While writing a Project proposal you need to give a clear and common understanding of how the tender will be implemented, so be clear, supportive  and professional. Your proposal shall try to minimize paperwork, therefore it should be concise and shall not contain repeating). Use clear expressions, active rather than passive verbs and try to minimize inconsistencies and ambiguities. No language mistakes and inconsistencies. Use a consistent, logical structure in your proposal. Good presentation and reasonable budget are very important.

A powerful way is to check your RFT by responding to it yourself, or getting someone who hasn’t seen it to put together a response. This is well worth doing – you’ll soon find where the glitches are, and save a heap of time and trouble later.


Show you understand your client’s priorities

A tender is a technical marketing document. It shouldn’t be full of marketing advertisement, nor should it respond in a purely factual manner. Your aim is to impress on your client that you understand their key issues better than anyone else.

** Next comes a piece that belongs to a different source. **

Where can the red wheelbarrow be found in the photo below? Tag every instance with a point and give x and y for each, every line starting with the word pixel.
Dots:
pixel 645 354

Start by analyzing the big picture of what your client is trying to achieve through the RFP. For example, while the contract may be asking for a supplier to build a bus stop, your client’s aim is to get more people into public transport, reduce congestion, and make our roads safer. If you’re able to get your client to see that you’re on-side with their wider aims, then you can set the scene for what it will take to deliver the work (in a way that only your company can achieve)


Offer values that cannot be rejected

To increase value of your tender so it’s significantly above the rest and cannot be rejected, you’ll have to offer something extra. If you can offer a tangible benefit, that’s helpful. If your approach has been proven in some earlier projects, even better.

How about delivering the project within a shortened timeframe? That usually translates directly to cost savings for your client. Will your solution provide lower whole-of-life costs (such as reduced power consumption, lower maintenance frequency, etc.)? Can you offer a finance solution that lowers the burden of costs to your client? Can you provide greater automation in future or a software interface that could save them labour costs? Speed up response times? Reduce customer complaints? Have you got a better grasp of construction risks and a clever solution to mitigate them?

Sometimes it takes an independent view to identify the factors that could differentiate you from the other bidders. From where you sit, your offer may either seem unremarkable (when in fact it’s quite unique); or alternatively, seem amazing until someone tells you that that’s the kind of thing that all your competitors will be routinely saying anyway.

Whenever it’s possible for you to provide something that your competitors can’t, you have the potential to distinguish yourself from the pack. And that’s what it takes in today’s environment, to win tenders.

There’s an old saying that if you find that winning tenders is painful and expensive, try losing them! If you’re going to the bother of preparing a tender, there’s no point of being “one of others”– be in it to win. And that means you have to do more than just go through the motions (like all the others in your industry do). Invest the time and the effort – go hard to uncover and explain what sets you apart as their very best partner for the job. When you win, you’ll know it’s worth the effort!


Project Planning is most important phase of the project development. While you plan the project it is most important to review carefully and in details the RFP and involve experts during the whole planning process. Verify the deadlines and create a working group of experts (internal or external) that will assist you in project planning and development. If there are established guidelines or templates for project proposal – use them. Development of the project proposal will need to be done based on strategy you selected, in consistent manner with deep understanding of clients priorities while offering values that cannot be rejected.